Miss RepresentationI am in love with Miss Representation.

Miss Representation is a documentary – which will be shown on Oprah’s OWN Network on Thursday, October 20 – as well as a call-to-action organization/movement that is tackling head-on the portrayal of women by the media and the message it sends to young girls.

The film trailer so moved me that I cried — and I am not one for bursting into tears.

“You can’t be what you can’t see” is the simple idea at the heart of Miss Representation.   We need to change what we see in order to change what our children will become.

In the film, writer/director Jennifer Siebel Newsom interweaves interviews with prominent women like Katie Couric, Gloria Steinem and Condoleeza Rice with alarming statistics and stories from teenage girls.

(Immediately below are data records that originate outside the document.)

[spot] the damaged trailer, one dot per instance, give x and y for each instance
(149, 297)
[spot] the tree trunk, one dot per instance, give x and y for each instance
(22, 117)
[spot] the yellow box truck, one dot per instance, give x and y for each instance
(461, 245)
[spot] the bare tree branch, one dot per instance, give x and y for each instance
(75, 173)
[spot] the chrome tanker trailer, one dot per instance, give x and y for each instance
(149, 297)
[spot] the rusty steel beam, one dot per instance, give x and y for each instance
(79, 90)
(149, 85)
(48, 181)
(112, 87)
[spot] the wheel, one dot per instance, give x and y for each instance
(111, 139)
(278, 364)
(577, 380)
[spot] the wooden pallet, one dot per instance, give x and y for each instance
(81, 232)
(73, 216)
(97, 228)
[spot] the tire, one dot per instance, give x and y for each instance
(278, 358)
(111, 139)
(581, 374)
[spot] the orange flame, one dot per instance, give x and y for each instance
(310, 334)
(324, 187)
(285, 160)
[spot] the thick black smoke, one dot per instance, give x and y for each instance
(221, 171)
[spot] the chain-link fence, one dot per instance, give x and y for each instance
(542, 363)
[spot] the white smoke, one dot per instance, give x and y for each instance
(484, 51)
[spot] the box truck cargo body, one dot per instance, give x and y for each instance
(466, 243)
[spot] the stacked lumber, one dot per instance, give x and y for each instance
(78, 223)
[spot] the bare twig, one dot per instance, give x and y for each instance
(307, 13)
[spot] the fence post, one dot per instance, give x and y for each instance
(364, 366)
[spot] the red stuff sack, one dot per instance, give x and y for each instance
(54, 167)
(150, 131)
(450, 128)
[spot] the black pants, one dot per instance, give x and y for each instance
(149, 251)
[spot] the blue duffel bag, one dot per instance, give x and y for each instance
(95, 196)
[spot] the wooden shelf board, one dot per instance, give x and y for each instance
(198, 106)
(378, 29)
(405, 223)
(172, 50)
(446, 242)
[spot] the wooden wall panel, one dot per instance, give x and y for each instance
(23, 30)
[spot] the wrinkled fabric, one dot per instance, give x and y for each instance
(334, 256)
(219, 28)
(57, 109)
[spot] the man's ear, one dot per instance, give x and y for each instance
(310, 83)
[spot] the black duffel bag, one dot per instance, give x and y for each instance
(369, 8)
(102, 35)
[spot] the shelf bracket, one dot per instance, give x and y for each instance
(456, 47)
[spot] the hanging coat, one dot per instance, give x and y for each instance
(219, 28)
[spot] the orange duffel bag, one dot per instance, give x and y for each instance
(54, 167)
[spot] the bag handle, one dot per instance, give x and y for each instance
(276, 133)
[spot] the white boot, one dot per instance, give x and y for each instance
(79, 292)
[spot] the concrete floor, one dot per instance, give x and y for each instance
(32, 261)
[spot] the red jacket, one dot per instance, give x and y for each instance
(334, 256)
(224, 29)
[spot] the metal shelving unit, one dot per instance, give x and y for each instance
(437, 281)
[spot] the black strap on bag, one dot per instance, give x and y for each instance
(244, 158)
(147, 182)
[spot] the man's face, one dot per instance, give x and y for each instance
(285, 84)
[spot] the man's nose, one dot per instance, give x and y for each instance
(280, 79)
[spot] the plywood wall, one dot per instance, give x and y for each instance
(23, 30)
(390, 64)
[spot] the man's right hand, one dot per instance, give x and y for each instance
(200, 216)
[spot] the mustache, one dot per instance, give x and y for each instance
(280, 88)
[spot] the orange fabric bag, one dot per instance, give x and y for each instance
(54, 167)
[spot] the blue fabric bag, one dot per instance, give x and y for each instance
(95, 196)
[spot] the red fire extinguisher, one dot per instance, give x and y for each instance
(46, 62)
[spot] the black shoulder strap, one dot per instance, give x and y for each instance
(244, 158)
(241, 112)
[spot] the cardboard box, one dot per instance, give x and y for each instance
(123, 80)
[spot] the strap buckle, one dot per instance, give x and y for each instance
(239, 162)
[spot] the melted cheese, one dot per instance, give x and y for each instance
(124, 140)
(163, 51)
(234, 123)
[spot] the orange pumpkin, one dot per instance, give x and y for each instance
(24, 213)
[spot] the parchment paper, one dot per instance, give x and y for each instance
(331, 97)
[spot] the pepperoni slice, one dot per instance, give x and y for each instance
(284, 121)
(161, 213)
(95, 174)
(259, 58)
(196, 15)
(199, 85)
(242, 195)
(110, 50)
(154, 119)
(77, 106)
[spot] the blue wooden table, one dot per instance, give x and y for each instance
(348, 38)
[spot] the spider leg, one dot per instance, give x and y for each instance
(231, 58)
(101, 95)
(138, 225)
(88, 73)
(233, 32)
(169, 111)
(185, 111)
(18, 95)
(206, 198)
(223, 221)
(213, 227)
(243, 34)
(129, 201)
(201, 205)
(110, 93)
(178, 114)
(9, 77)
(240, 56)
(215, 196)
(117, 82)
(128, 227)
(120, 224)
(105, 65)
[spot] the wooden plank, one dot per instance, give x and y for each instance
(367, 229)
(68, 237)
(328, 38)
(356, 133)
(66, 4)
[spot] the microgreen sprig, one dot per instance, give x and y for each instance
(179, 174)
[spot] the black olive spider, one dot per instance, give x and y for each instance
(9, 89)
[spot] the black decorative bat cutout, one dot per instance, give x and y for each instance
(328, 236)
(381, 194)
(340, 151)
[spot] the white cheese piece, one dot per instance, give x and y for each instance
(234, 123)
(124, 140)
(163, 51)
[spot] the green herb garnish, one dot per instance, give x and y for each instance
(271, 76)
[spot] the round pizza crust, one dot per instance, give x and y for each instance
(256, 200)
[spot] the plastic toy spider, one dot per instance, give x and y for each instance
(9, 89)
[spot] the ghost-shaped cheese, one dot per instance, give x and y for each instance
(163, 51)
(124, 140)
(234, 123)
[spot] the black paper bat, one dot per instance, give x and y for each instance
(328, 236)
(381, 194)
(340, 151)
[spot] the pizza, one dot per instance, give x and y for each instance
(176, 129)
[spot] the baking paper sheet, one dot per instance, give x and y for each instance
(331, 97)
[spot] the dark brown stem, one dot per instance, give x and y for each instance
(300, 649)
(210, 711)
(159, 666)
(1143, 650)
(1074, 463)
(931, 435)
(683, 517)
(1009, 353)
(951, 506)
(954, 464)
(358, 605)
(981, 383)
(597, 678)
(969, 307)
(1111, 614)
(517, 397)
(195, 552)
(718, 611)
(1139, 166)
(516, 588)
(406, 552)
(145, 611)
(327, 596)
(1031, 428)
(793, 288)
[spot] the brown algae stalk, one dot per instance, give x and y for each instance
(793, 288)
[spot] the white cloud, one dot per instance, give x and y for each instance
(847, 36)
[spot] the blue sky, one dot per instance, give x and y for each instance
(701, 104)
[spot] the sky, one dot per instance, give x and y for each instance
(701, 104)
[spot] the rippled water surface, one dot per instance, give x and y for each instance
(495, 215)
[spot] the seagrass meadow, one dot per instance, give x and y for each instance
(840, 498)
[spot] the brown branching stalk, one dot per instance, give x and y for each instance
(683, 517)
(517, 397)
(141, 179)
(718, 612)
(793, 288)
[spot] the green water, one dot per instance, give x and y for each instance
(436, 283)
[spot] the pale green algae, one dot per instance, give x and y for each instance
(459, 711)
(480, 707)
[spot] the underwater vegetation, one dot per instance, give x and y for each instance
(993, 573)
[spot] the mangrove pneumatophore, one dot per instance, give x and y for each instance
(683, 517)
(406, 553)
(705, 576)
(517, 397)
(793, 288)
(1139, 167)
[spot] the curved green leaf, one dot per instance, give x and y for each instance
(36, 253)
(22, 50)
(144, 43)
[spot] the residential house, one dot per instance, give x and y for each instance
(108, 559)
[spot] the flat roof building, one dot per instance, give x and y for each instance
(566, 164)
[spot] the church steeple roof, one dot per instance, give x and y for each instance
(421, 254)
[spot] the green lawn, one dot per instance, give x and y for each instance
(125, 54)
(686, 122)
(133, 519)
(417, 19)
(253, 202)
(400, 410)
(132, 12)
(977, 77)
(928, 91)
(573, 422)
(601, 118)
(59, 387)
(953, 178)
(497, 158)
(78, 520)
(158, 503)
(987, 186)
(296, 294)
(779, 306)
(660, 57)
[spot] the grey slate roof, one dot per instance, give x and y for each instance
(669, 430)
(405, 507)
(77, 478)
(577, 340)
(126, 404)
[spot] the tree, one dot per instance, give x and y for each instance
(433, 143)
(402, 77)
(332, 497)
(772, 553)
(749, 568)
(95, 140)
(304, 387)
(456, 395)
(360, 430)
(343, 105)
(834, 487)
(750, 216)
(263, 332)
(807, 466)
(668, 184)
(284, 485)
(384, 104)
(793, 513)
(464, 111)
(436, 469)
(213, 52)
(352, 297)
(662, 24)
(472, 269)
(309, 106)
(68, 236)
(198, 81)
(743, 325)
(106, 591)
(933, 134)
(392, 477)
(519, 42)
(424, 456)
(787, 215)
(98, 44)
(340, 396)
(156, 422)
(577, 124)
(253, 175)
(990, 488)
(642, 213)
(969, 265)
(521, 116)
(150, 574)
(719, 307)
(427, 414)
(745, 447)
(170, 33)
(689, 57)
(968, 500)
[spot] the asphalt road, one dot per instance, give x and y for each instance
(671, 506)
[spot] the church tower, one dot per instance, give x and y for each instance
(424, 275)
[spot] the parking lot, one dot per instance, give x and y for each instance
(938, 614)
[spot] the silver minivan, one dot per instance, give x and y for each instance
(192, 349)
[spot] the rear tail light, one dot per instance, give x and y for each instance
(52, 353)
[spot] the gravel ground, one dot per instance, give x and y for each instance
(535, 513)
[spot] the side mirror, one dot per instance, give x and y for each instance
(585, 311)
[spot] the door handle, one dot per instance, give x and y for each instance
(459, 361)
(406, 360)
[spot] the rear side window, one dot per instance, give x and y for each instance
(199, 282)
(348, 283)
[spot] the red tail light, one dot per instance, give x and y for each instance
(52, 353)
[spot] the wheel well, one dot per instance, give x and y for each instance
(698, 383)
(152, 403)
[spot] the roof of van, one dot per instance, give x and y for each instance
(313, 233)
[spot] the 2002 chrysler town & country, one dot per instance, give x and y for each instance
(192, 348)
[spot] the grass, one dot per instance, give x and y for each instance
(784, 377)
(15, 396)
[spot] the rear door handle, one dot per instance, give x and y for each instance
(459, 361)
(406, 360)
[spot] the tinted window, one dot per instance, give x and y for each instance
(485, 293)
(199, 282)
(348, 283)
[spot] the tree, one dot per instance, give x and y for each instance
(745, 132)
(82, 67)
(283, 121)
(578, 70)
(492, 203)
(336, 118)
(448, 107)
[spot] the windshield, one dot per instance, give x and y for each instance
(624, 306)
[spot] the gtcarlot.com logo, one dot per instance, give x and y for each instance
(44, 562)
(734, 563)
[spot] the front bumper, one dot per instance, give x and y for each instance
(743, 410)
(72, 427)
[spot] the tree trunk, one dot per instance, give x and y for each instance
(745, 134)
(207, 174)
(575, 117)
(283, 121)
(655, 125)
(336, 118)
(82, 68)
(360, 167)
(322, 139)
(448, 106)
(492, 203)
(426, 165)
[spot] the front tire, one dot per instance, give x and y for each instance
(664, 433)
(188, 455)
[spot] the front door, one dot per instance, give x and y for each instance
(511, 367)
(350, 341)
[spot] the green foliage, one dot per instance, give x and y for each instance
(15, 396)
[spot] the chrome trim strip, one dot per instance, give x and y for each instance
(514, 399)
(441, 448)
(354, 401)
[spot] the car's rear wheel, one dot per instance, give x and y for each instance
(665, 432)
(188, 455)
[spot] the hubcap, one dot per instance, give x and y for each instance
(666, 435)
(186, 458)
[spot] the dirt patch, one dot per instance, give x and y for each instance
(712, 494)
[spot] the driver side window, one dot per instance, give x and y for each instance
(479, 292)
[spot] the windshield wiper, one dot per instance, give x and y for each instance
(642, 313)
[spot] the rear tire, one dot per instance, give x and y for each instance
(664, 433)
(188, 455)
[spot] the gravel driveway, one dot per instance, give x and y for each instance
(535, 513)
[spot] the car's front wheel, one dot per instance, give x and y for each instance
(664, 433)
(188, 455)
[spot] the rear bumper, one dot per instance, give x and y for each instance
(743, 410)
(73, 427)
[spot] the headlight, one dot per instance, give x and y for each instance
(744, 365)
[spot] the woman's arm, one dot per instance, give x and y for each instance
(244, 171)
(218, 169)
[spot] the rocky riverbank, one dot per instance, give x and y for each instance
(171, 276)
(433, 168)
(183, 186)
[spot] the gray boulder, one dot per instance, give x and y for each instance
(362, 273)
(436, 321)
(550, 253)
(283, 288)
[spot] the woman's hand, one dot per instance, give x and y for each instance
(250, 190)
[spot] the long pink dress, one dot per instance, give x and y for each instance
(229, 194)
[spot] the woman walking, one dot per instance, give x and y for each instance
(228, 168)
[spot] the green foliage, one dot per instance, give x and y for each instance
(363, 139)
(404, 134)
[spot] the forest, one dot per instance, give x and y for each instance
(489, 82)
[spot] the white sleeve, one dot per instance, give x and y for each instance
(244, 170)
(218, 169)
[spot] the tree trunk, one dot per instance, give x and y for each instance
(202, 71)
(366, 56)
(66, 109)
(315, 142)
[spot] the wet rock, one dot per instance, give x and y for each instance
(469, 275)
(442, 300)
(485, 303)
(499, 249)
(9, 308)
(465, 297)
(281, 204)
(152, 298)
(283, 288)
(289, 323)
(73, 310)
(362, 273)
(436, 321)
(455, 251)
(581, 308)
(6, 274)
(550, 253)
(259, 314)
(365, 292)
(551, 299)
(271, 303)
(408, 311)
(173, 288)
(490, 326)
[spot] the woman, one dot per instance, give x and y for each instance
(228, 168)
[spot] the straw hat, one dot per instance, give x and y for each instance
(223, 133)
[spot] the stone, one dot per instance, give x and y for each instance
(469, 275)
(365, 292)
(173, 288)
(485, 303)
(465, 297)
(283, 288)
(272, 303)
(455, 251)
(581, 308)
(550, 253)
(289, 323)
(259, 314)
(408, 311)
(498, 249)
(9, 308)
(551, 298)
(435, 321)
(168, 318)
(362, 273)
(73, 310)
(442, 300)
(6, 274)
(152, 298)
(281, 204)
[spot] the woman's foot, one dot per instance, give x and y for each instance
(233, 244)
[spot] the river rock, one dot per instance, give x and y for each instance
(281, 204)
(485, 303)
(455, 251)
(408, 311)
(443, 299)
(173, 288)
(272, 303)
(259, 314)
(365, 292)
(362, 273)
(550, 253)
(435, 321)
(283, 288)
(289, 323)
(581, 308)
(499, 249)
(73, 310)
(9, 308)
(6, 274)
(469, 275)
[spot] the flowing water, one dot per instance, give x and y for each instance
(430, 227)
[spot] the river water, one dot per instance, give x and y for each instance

Visit the website to learn more, and mark your calendars to watch the film on October 20. Lois and her daughter are in Chicago right now, watching the movie and participating in the after-show TV discussion with Rosie O’Donnell. Can’t wait to hear all about it!

Newest Miss Representation Trailer (2011 Sundance Film Festival Official Selection) from Miss Representation on Vimeo.

The Worst:

Trick or treat? Look, there’s a sex-worker at the door! Oh, that’s not a sex-worker; that’s a little girl in one of this year’s costumes — all of which seem to be peep-show versions of themselves.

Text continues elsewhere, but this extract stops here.